Cloned then compromised, bad repos are forked faster than they can be removed
A malware distribution campaign that began last May with a handful of malicious software packages uploaded to the Python Package Index (PyPI) has spread to GitHub and expanded to reach at least 100,000 compromised repositories.
According to security firm Apiiro, the campaign to poison code involves cloning legitimate repos, infecting them with malware loaders, uploading the altered files to GitHub under the same name, then forking the poisoned repo thousands of times and promoting the compromised code in forums and on social media channels.
Developers looking for useful code may therefore find a repo that’s describes as useful and at first glance appears appropriate, only to have their personal data pilfered by a hidden payload that runs malicious Python code and a binary executable.
"The malicious code (largely a modified version of BlackCap-Grabber) would then collect login credentials from different apps, browser passwords and cookies, and other confidential data," said Matan Giladi, security researcher, and Gil David, head of AI, in a report. "It then sends it back to the malicious actors' C&C (command-and-control) server and performs a long series of additional malicious activities."
A Trend Micro analysis of the malicious code describes how it employs clever techniques to conceal its true nature.

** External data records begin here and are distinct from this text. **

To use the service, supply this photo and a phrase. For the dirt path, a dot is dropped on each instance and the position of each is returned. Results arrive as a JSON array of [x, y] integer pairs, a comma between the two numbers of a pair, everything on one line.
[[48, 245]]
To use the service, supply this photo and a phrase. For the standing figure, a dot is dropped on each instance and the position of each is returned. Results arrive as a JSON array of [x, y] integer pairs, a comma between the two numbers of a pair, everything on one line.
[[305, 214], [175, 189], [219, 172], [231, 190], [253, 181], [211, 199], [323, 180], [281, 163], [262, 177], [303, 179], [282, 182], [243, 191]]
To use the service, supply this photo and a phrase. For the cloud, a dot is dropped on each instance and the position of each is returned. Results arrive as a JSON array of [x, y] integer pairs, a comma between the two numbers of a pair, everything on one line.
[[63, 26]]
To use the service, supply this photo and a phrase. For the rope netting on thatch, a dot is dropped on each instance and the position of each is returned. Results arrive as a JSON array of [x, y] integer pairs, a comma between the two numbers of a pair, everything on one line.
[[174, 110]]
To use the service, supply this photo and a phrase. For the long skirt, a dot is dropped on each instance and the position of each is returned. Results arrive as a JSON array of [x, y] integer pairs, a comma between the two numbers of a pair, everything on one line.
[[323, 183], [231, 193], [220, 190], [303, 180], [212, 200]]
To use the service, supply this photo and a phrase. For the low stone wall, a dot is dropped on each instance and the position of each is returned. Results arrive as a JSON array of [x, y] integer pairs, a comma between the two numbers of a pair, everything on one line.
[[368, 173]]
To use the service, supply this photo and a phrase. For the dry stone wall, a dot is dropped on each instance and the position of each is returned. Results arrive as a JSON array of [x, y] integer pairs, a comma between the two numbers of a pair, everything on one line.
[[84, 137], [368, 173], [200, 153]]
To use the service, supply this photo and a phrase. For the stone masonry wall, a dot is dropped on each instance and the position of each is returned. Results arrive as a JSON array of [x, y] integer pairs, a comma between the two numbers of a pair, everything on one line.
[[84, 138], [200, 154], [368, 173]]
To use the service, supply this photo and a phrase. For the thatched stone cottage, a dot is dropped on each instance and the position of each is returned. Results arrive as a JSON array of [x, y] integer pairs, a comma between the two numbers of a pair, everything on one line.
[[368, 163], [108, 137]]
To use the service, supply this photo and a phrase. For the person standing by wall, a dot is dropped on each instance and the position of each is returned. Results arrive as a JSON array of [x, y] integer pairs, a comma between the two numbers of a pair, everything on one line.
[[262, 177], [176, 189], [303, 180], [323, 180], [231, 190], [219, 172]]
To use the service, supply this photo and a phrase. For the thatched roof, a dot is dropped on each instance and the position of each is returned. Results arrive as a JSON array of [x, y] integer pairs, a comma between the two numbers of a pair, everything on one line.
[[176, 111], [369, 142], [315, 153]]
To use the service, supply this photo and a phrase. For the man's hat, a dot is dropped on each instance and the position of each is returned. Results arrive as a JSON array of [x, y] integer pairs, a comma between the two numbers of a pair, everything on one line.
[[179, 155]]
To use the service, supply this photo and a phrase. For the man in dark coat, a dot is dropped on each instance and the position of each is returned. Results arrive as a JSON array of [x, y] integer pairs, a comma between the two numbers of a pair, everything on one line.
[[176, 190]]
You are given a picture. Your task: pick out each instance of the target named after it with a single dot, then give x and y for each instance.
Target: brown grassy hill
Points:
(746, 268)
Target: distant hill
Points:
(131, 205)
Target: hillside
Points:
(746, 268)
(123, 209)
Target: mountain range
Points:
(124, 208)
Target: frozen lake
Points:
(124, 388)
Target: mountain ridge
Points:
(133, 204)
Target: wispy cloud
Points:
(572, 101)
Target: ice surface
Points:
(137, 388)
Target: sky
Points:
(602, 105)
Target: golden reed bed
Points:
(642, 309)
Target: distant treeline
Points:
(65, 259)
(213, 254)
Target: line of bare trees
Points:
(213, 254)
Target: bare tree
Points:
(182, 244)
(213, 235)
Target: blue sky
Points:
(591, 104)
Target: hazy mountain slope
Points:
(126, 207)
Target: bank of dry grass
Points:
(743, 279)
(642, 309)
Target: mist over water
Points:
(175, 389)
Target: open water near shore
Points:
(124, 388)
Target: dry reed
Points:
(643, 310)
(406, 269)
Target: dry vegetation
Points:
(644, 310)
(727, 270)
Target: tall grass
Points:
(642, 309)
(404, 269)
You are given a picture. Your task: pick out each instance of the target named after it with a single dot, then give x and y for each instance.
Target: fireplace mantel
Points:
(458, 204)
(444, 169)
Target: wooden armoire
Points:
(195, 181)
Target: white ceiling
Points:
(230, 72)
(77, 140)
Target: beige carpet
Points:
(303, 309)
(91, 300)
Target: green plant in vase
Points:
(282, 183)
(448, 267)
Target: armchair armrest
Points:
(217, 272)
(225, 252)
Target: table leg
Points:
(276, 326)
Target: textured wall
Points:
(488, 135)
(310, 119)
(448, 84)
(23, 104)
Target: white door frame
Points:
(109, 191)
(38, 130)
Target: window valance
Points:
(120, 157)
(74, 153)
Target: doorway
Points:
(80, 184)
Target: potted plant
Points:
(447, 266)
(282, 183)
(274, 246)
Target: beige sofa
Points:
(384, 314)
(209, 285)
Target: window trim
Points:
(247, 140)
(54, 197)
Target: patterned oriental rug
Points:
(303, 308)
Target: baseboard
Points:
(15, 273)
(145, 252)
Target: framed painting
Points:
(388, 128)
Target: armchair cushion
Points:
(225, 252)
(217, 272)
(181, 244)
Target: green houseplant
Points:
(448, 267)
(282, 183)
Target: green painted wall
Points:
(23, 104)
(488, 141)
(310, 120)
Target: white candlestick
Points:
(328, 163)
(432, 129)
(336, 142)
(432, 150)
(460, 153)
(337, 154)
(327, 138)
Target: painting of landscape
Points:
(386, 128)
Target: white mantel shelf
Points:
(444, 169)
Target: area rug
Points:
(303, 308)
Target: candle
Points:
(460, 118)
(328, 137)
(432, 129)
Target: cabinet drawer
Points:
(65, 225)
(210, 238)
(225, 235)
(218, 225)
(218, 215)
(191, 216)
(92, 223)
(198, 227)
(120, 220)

For example, the code hides its use of the exec function – for dynamically executing code – through a technique dubbed “exec smuggling”.
Such attacks add hundreds of whitespace characters (521 of them) to push the exec function offscreen as a defense against manual scrutiny.
GitHub says it's aware that not all's well.
"GitHub hosts over 100 million developers building across over 420 million repositories, and is committed to providing a safe and secure platform for developers," a spokesperson told The Register.
"We have teams dedicated to detecting, analyzing, and removing content and accounts that violate our Acceptable Use Policies. We employ manual reviews and at-scale detections that use machine learning and constantly evolve and adapt to adversarial tactics. We also encourage customers and community members to report abuse and spam."
Awareness and automated scanning is all very well – but Apiiro’s Giladi and David observed that GitHub missed many automated repo forks, as well as the manually uploaded ones.
"Because the whole attack chain seems to be mostly automated on a large scale, the one percent that survive still amount to thousands of malicious repos," the authors wrote, adding that if you count removed repos in the total, the campaign probably involved millions of malicious clones and forks.
They also point out that the scale of the attack is large enough to benefit from network effects, specifically developers who fork malicious repos without intending to use the software and don't realize they're validating and propagating malware.
GitHub, the researchers say, presents an effective way to compromise the software supply chain due to its support for the automatic generation of accounts and repos, its friendly APIs and soft rate limits, and its size.
The Biden administration had pushed for stronger software supply chain security through the National Institute of Standards and Technology's Cybersecurity Framework 2.0 and efforts to get organizations to publish their software bill of materials. But clearly there's work left to do.